Every obesity story is different. I know people who feel they need to be heavier than a past abuser or dominating partner, so they can’t be pushed around again. I know people who want a layer of protection against a dangerous world. I know people who want fat deeper than a knife blade is long, in case they are attacked again. I know people who want to deter any sexual attention. I know people too anxious to leave their house to shop or exercise, or too poor to afford fruit and veg or to pay for fuel to cook with. I know serotonin junkies where food is their drug of choice. I know exhausted people who fend off tiredness with sugar. I know of people who eat because they are under stress. I know a lot of unhappy people who don’t think they deserve better, or could ever be attractive or physically fit. I know people who are hopeless about ever losing weight (often within a wider sense of hopelessness about their lives). I know people who have spent their whole lives being fat and living a lifestyle constrained by that fat – tired, big, heavy and excluded from physical activities. Mocked at every turn. Excluded from aspects of society. Disempowered. Weight loss is categorically different from that starting point, and it is not just naive but wilfully ignorant to pretend otherwise.

Of course, I also know people who like being fat, have come to accept themselves as they are, or who see their weight as a very low priority in life. There are women who enjoy defying what they see as body fascism or sexist expectations about women’s appearance, or who simply see their curves as sexy. I can see the appeal in filtering away the shallow people who care about how people look more than who they are and what they do. And I’m aware that BMI is a blunt tool for measuring obesity, as it ignores body composition and scores people with high levels of muscle as equivalently “unhealthy” to those with little muscle, despite the positive differences in health that resistance exercise is known to make.

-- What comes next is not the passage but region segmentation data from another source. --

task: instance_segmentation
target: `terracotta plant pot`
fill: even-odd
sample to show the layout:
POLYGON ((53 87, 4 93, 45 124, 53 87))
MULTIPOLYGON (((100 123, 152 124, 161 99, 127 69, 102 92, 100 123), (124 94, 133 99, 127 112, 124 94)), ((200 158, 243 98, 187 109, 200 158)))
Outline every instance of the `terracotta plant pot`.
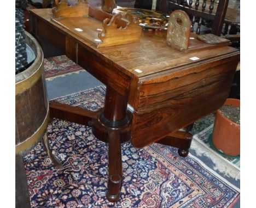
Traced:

Katie won’t be happy being fat, and maybe it will give her some perspective about how judged and self conscious people feel when they are overweight. Maybe she’ll show some hitherto hidden empathy or concern for others apart from herself, but I doubt it. The promotional spots so far suggest the usual dose of hubris and ignorance, carefully engineered to provide publicity. I see this program as part of our obsession with celebrity and appearance, and the tendency to discuss serious issues (especially those affecting women primarily) with no depth. Hopkins has become the mouthpiece of internalised sexism; the pervasive belief that women need to be decorative rather than functional to be of value, and therefore shouldn’t think about issues beyond their own appearance and judging the appearance of others. She is also a caricature “baddy” that earns her living by being controversial, and by saying things that are not socially acceptable but that reinforce the wider narratives of the organisations that give her air or column space, who like to blame the individual and turn attention away from the real underlying socio-political causes.

Finally, I am reminded of a line that is helpful to think to yourself when experiencing playground bullies: I’d rather have my weight than your attitude. For all the challenges involved in losing weight, it’s still easier than changing personality or gaining empathy after years as a callous, judgemental, self-serving, attention seeking provocateur.